My server has been crashing a lot, and now I'm home to do some more fixing on it. If you've been sending me mail and didn't get a reply, it's one more reason for pinging me again.
Various things were crashing:
- weird vm failures like
Bad page state at free_hot_cold_page
errors - pyblosxom going wild with memory allocation and getting OOMed
- sata_nv driver starting to do nothing but dumping pointers on console, really fast
- occasional kernel panics
This was on kernel 2.6.12. I did not find a way to upgrade to newer ones for sarge on amd64 and get the system to boot: seems to be because some partitions are in LVM.

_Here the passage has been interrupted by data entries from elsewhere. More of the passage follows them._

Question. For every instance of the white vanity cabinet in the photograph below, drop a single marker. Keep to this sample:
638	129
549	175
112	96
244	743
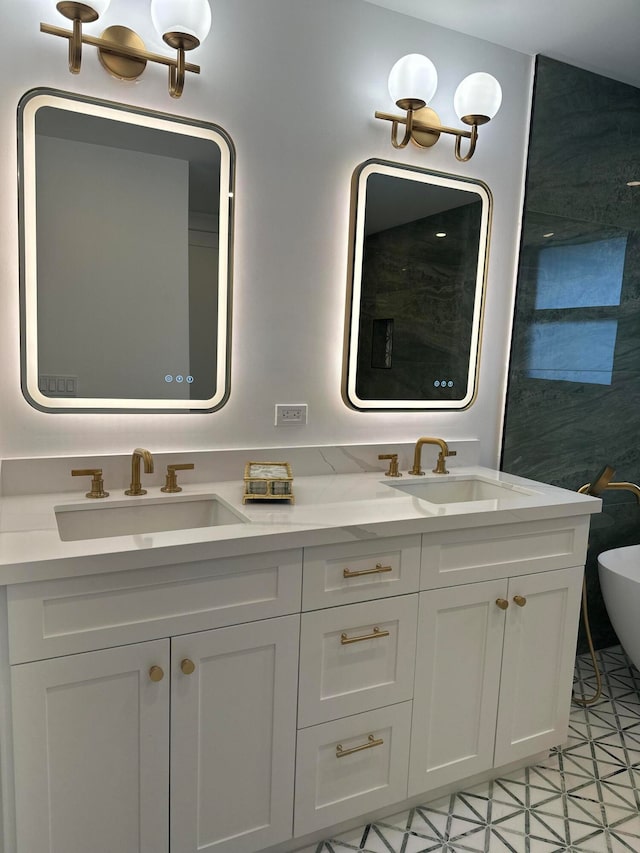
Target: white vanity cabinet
184	743
91	751
232	705
492	684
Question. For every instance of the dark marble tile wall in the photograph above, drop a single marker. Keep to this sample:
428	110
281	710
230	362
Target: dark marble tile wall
584	148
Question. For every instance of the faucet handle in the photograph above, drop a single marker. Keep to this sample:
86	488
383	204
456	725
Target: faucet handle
171	481
393	464
97	483
440	464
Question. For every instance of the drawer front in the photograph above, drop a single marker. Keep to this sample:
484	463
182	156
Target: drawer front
360	571
356	658
72	615
370	773
487	553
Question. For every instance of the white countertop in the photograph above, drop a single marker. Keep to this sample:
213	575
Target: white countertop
328	509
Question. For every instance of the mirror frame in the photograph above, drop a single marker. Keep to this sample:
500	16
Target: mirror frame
354	284
28	107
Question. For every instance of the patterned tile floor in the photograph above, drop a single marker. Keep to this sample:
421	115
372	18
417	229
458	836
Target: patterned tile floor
584	798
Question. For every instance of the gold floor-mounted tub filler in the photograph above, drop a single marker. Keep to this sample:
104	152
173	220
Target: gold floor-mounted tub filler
268	481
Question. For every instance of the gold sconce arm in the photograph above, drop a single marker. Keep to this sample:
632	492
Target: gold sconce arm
116	54
424	134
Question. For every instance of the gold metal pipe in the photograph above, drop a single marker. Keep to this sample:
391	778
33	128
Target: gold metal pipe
419	125
622	487
120	50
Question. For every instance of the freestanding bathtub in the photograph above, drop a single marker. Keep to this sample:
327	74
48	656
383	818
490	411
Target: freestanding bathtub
620	582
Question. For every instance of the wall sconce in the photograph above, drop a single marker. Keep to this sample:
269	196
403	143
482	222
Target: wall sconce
412	84
182	24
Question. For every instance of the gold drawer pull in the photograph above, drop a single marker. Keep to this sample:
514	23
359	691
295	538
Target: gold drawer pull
156	673
372	636
379	569
371	742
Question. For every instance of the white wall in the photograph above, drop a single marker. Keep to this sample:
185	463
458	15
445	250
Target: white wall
295	83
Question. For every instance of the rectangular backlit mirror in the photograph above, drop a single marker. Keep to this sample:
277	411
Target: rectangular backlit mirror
126	225
418	256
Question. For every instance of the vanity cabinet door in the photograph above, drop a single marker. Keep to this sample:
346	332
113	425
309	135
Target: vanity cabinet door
460	634
538	662
233	732
91	751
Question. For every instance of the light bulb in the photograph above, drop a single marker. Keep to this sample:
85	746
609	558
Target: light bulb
479	94
414	77
99	6
187	17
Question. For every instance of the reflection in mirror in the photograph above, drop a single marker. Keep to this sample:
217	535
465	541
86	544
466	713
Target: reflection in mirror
126	233
419	245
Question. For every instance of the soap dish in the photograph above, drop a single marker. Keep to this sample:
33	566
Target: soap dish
268	481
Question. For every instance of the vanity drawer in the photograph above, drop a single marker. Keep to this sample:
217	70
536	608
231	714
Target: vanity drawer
371	773
51	618
499	551
356	658
360	571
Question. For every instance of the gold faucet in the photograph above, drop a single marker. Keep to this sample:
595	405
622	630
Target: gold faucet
444	451
139	453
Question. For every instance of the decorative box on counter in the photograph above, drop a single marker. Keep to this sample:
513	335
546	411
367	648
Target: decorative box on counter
268	481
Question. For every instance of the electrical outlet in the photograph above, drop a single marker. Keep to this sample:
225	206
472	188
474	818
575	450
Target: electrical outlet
291	414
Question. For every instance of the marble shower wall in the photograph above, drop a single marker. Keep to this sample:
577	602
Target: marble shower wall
573	400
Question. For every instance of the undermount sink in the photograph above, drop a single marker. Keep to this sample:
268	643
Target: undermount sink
137	516
463	490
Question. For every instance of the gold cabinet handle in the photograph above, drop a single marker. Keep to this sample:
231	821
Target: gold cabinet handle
371	742
372	636
156	673
379	569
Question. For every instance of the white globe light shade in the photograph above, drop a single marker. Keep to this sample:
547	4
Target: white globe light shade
99	6
478	94
414	76
192	17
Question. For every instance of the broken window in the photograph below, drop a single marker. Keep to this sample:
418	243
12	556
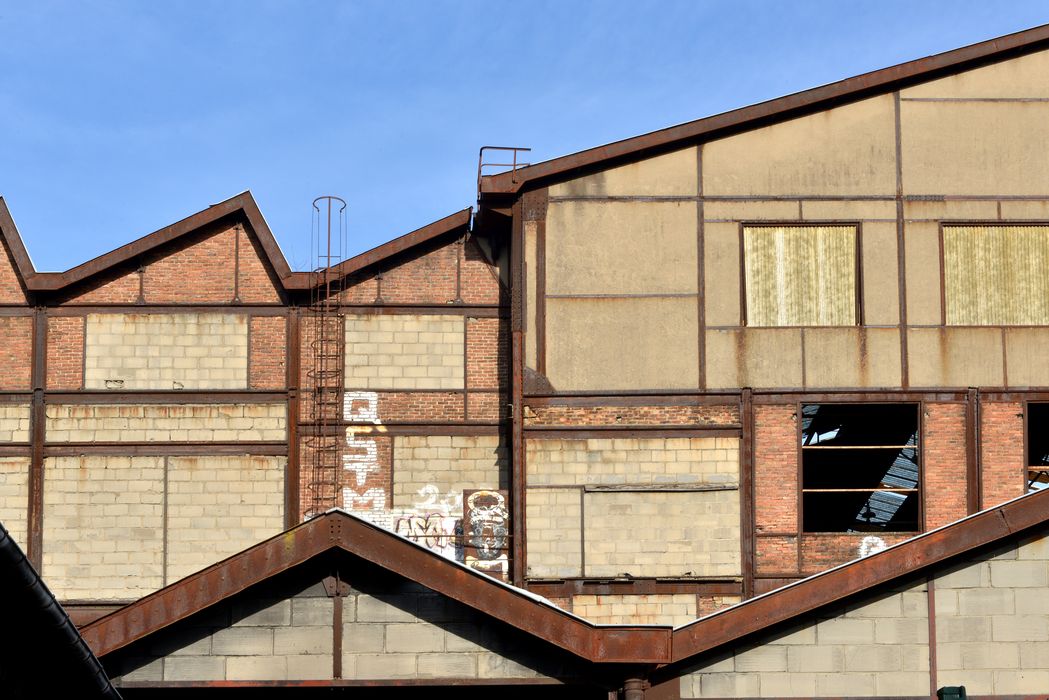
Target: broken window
860	468
1037	446
800	275
996	275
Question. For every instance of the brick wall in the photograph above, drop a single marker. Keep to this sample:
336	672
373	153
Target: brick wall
656	609
488	354
446	465
166	352
266	354
218	506
405	352
15	496
254	282
84	423
16	353
775	469
879	648
199	271
479	279
65	352
556	416
1002	451
943	462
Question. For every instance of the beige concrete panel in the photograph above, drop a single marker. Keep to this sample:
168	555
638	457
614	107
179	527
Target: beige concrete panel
758	358
15	496
849	210
921	246
662	533
14	423
405	352
668	175
975	147
1027	357
621	248
755	210
955	357
1022	77
850	149
446	465
218	506
622	343
166	351
852	358
950	209
531	257
1025	210
633	461
166	422
554	529
881	285
721	262
103	526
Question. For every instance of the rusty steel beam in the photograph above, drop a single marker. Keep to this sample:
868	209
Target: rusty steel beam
452	223
833	586
851	89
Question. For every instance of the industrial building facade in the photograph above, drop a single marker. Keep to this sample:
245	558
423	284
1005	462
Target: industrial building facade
684	376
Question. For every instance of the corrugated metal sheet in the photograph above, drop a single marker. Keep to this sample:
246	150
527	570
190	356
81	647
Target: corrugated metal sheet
800	275
997	275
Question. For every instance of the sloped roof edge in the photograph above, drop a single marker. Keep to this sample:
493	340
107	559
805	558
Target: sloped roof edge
866	84
343	531
600	643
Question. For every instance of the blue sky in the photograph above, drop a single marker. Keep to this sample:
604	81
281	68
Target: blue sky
121	118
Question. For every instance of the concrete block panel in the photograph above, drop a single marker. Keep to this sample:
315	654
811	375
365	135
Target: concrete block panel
190	352
758	358
852	357
880	293
621	248
955	357
633	461
721	262
218	506
15	496
848	210
103	526
697	532
847	150
671	174
554	522
921	245
622	343
975	147
1021	77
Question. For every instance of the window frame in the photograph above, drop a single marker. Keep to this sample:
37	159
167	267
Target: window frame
948	223
919	407
806	224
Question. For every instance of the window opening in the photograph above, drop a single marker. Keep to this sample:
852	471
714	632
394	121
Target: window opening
1037	446
860	468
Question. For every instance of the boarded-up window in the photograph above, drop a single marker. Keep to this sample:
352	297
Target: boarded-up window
997	275
800	275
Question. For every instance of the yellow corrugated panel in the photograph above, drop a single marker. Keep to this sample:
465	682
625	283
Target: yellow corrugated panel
800	275
997	275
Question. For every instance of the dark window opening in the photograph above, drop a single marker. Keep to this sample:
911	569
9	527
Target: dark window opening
1037	446
860	468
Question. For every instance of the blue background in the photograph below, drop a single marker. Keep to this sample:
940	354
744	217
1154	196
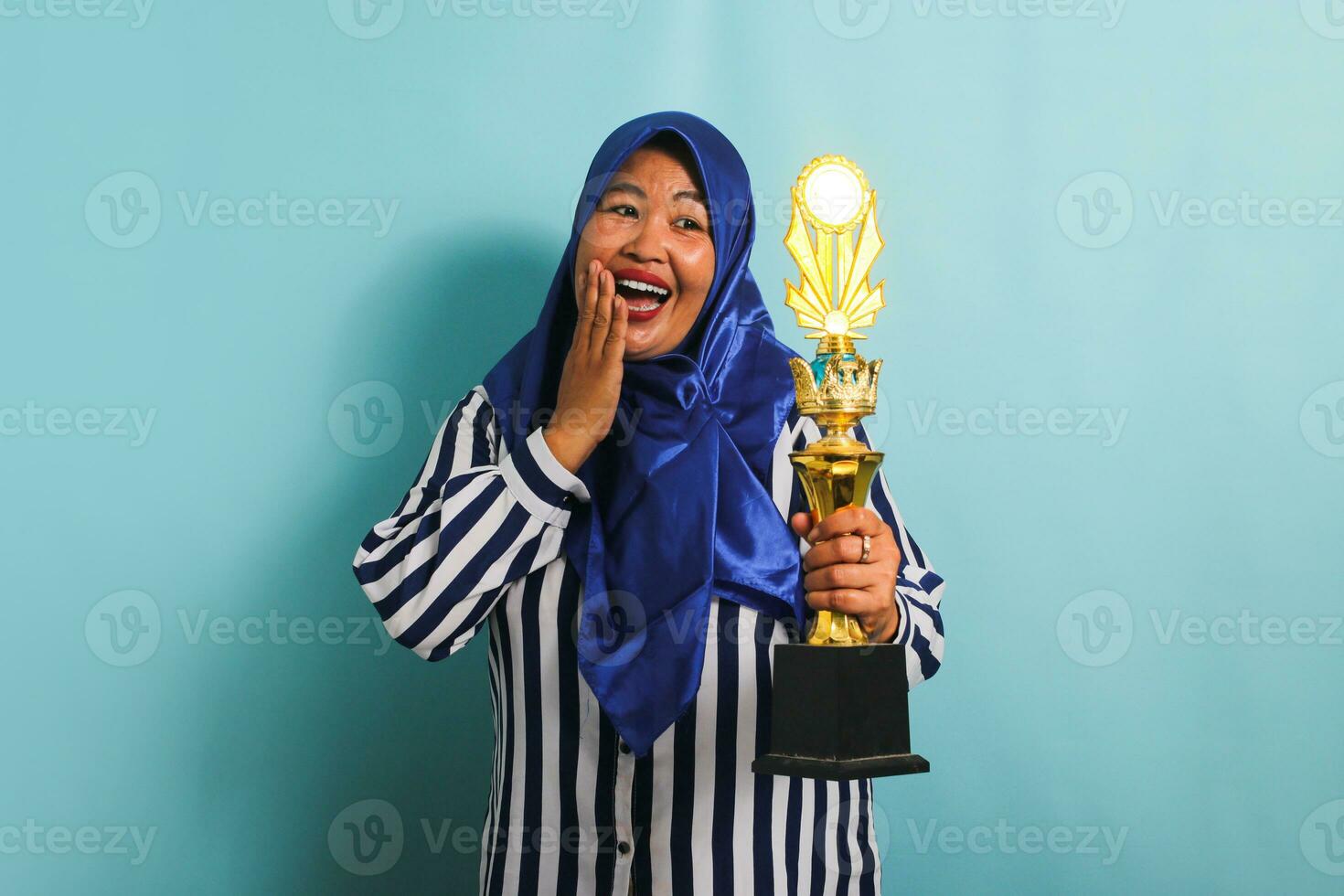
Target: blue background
1024	165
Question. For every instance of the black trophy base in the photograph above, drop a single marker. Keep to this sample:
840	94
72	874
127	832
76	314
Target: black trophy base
839	713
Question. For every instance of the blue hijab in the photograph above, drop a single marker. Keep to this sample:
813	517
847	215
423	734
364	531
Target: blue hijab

Yet another update of the mobo flash didn't help much.
I left memtest86+ running for a night: memory seems to be perfect.
I turned off swap and run badblocks on the swap partition, read and write tests: that's ok as well.
I'm monitoring internal temperature, both motherboard and hard drives, and the system isn't overheating.
So, it was time to upgrade to testing. Thanks to various cool people we have testing-security which makes the idea of running testing on my server a bit less scary.
The upgrade brought udev, and (sigh) the random swap of the ethernet devices. I found something here. It works, I have even to say it's cool, although it doesn't work if I use 'eth0' and 'eth1' as device names: gotta rewrite a couple of scripts.
Now I'm on testing, and some files are corrupted because of the various hard drive-related crashes. Ganneff and Yoe nicely pointed me at debsums, so let's have some fun:
debsums -a -c 2>&1 |tee debsums-report.log
not so cool things come out. Among them, a list of packages that are not using dh_md5sums. Bad bad: people, please build packages with that: it's nice and comfy. Luckily debsums reports them and I can just apt-get install --reinstall them.
Another cool thing of debsums, Ganneff pointed out, is that when it's installed and you install a package that doesn't have the md5sums inside, then debsums will compute and store the sums. So, if you don't have debsums installed, it seems to be a good idea to do it now.
Ok, so now I'm on 2.6.15. As a side effect, the onboard gigabit ethernet card is now supported: cool! Now let's see if it holds up, and then, since now I'm on etch, I could as well enjoy it and start playing with Rails :)
It could even be an opportunity to replace pyblosxom. Any good Rails_ blog around? I couldn't find any who is also available in Debian :(